Some variability was expected among the three evaluators, but this variability was
30 minimized by calculating the geometric mean score or time for each parameter before statistical analyses were performed.
Open-chest CPR is performed when other non-invasive techniques have been exhausted or are inappropriate and, as such, must be emergently performed.25,42,43
Thoracic surgery is a relatively common procedure performed in referral veterinary practice.44 Thus, it is likely that referral veterinary practices would not only encounter canine patients where OC-CPR is indicated, but members of the practice would have the requisite training to perform the procedures detailed herein. Given the paucity of evidence in the literature with regard to OC-CPR in the canine patient, it was deemed important to study best practices for performing canine OC-CPR. Knowing which ICS provides the best exposure to intrathoracic organs can help reduce the time necessary to perform OC-CPR. The parameters evaluated in this study were chosen because they were considered important components of OC-CPR that could cause crucial time wastage if impeded by the surgical approach. Proper hand position is necessary to perform manual cardiac massage efficiently and effectively. Locating the aorta and applying a tourniquet is important to direct blood flow towards the brain and myocardium. Internal defibrillator paddles may be used when manual cardiac massage fails to achieve return of spontaneous circulation in cases of ventricular fibrillation. Results of the present study suggest that the
5th ICS thoracotomy provides better access to the heart and aorta for the above mentioned manipulations and provide preliminary evidence that the 5th ICS should be used in future investigations to further determine the best surgical technique for OC-CPR. A well- defined technique will be useful to facilitate successful outcomes with OC-CPR.
31
Shingling is performed to improve exposure to the thoracic cavity. If further exposure is required then the next caudal (or cranial) rib is shingled (i.e., transected at the costo-chondral junction) and when placing a retractor, such as a Finochetto or Balfour, and the rib is tucked under the next caudal (or cranial) rib. The results of the present study should be interpreted after taking into account that the same cadavers were used for post-shingling analysis as were used for the first round of data collection. However, the statistical model used for analyzing the results took into account the repeated usage of cadavers. Shingling improved access for ease of hand position, time to visualization of aorta, time to application of Rumel tourniquet, ease of paddle placement, and time to paddle placement. These results are not unexpected as shingling increases maneuverability, providing improved access to intrathoracic structures. Further, ease of hand positioning was improved after shingling at the 4th ICS, but not at the 5th ICS, suggesting that, at least for this parameter, shingling should be performed when a 4th ICS incision is chosen.

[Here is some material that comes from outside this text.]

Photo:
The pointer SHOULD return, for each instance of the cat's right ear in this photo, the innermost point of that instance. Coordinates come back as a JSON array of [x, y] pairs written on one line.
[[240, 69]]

Care should be taken in translating the results to small and giant breed dogs and dogs with different body conformations. We chose dogs of similar body weight and conformation to reduce variability and thus reduce sample size. While a narrow range of cadavers may not necessarily reflect all patients encountered in small animal clinical practice, the results provide initial guidance for future studies of OC-CPR, especially because studies of human OC-CPR patients are difficult to extrapolate to veterinary use.
In addition to scoring parameters on a subjective scale from 0 to 10, the time for visualization of the aorta, the time to application of a Rumel tourniquet, and time to proper placement of defibrillator paddles were also recorded. Recording time provided an
32 objective proxy for ease of access to intrathoracic structures and ease of performing intrathoracic manipulations. For ease of aortic access, the time to visualization of aorta reflected the subjective scores for the main effect of ICS (4th versus 5th ICS), with the 5th
ICS being easier than the 4th ICS. For main effect pre- and post-shingling, shingling was seen to improve access as per time to visualization of aorta. For ease of application of
Rumel tourniquet, subjective scores showed that the 5th ICS was easier than the 4th ICS.
However, time to proper placement of the Rumel tourniquet was not found to differ between the 4th and 5th ICS, but shingling did improve time to proper placement of the
Rumel tourniquet irrespective of ICS. Hence, subjective scoring somewhat disagreed with time to result for placement of the Rumel tourniquet. For ease of paddle placement, subjective scores reflected objective time to paddle placement scores, with no statistically significant difference being seen between the 4th and 5th ICS. For main effect pre- and post-shingling, shingling improved ease of paddle placement subjectively and objectively. The improvements with shingling could have occurred because the evaluators became more adept over the course of the experiment. Overall, ease of performance generally correlated with time to result.
The glove size (6.5) was the same for all evaluators. Since hand size can play a role in access to the thoracic cavity, the results should be interpreted in the context of operators with reasonably small hands. We chose evaluators with the same glove size to reduce variability among evaluators. We suspect that individuals with larger hands would prefer a 5th ICS thoracotomy based on the results. Further studies are necessary to evaluate the correlation between glove size and access to intrathoracic organs to see if there should be alteration of technique to accommodate larger hands. Similarly, right
33 handed evaluators were chosen for this study. This was done intentionally to reduce variability among evaluators. Further studies are necessary to evaluate if the results hold true for left handed individuals.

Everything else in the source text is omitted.